Eliasson scanned and copied the ice block to create a negative bronze cast on a one-to-one scale. “I believe in the ability of artworks to convey agency, in an active and passive way,” the Icelandic-Danish artist told Artnet News last week, at the opening of his Castello di Rivoli exhibition “Trembling horizons” (until March 26, 2023).
“With the privilege of the exposure I have comes an increased responsibility. I understand that I am a layman and am not a specialist in the field of climate change, but can culture as an agent in society reach for something greater? This is something I am ultimately interested in.”
Meanwhile, the hills of Grinzane Cavour are seeing some of the region’s most important winemakers putting their barrels and their bottles where their mouths are. In an innovative project called Barolo en Primeur, they are auctioning Barolo for charity and—in collaboration with the Castello di Rivoli—inviting artists to design special wine labels.
This year, the Barolo en Primeur charity auction event raised almost €800,000, and over the two years it has been running it has auctioned off wine with labels by artists including Pistoletto and Giuseppe Penone. Next year it will feature a label designed by Philipsz, who has chosen to focus on the rhinoceros, a creature that roamed the Piedmontese landscape in prehistoric times.
In the meantime, Nkanga is set to unveil her sculptural commission next month, a public seating and garden project in the small town of Bra—close to the landmark Osteria Boccondivino, where Carlo Petrini founded the Slow Food movement in 1986. A kilometer away is the Savoy castle of Pollensa, home of the University of Slow Food, which collaborated with Nkanga in choosing endemic plants to embed among her carved-marble benches.
The artist’s aesthetics and the principles of Slow Food are connected—both celebrate food and plants as well as local, traditional, and sustainable ways of growing them, while also embracing experimentation. Nkanga’s oeuvre has since its start been about the senses, in particular the interaction between smell, taste, and sight. Her work in Bra, entitled Of Grounds, Guts and Stones, aims to root visitors in the locality, history, and politics of food.

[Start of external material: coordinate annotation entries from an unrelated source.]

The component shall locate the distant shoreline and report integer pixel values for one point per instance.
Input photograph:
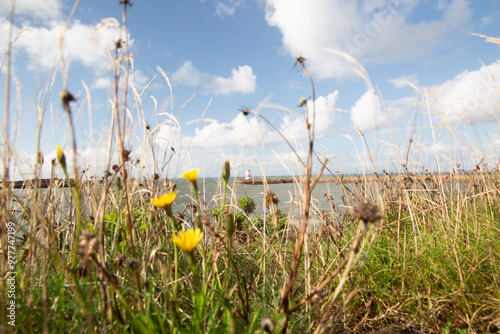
(445, 178)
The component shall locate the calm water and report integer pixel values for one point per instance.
(289, 195)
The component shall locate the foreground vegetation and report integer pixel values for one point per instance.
(403, 252)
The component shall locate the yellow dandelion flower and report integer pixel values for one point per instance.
(59, 151)
(191, 175)
(188, 240)
(164, 201)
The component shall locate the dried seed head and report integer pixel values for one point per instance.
(245, 110)
(229, 222)
(39, 158)
(120, 259)
(87, 245)
(226, 171)
(119, 44)
(302, 102)
(126, 155)
(66, 97)
(132, 264)
(367, 212)
(267, 324)
(271, 198)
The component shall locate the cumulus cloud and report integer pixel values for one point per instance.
(241, 81)
(470, 96)
(82, 43)
(42, 35)
(295, 127)
(371, 31)
(227, 7)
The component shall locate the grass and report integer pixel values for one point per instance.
(397, 253)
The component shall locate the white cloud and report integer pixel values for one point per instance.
(227, 7)
(242, 80)
(403, 81)
(187, 75)
(294, 127)
(470, 97)
(83, 43)
(372, 31)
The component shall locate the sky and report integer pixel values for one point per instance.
(396, 82)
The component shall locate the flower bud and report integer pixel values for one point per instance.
(226, 171)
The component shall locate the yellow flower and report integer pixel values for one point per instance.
(191, 175)
(59, 152)
(164, 201)
(188, 240)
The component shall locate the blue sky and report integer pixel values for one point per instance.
(220, 55)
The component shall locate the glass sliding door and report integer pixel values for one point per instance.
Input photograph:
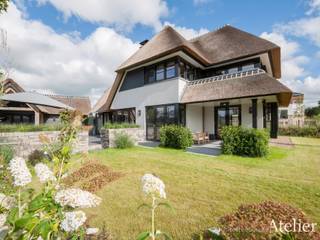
(226, 116)
(157, 116)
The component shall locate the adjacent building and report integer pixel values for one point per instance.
(20, 112)
(224, 77)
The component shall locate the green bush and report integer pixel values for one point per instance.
(300, 131)
(120, 125)
(35, 157)
(6, 153)
(175, 136)
(29, 127)
(123, 140)
(244, 141)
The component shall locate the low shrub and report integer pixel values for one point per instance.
(36, 156)
(120, 125)
(313, 131)
(244, 141)
(175, 136)
(29, 127)
(122, 140)
(6, 153)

In this context, the relationship with the African continent and Nigeria, from which the artist comes, will function as a point of departure into how new sustainable initiatives can emerge from both Piedmont and the Global South. And so, with its gentle, ephemeral interventions into public space in and around the hills of Piedmont, as well as its ambrosial entanglement of food, wine, and art in reciprocity with the surrounding environment, “A Cielo Aperto” becomes more than the sum of its parts.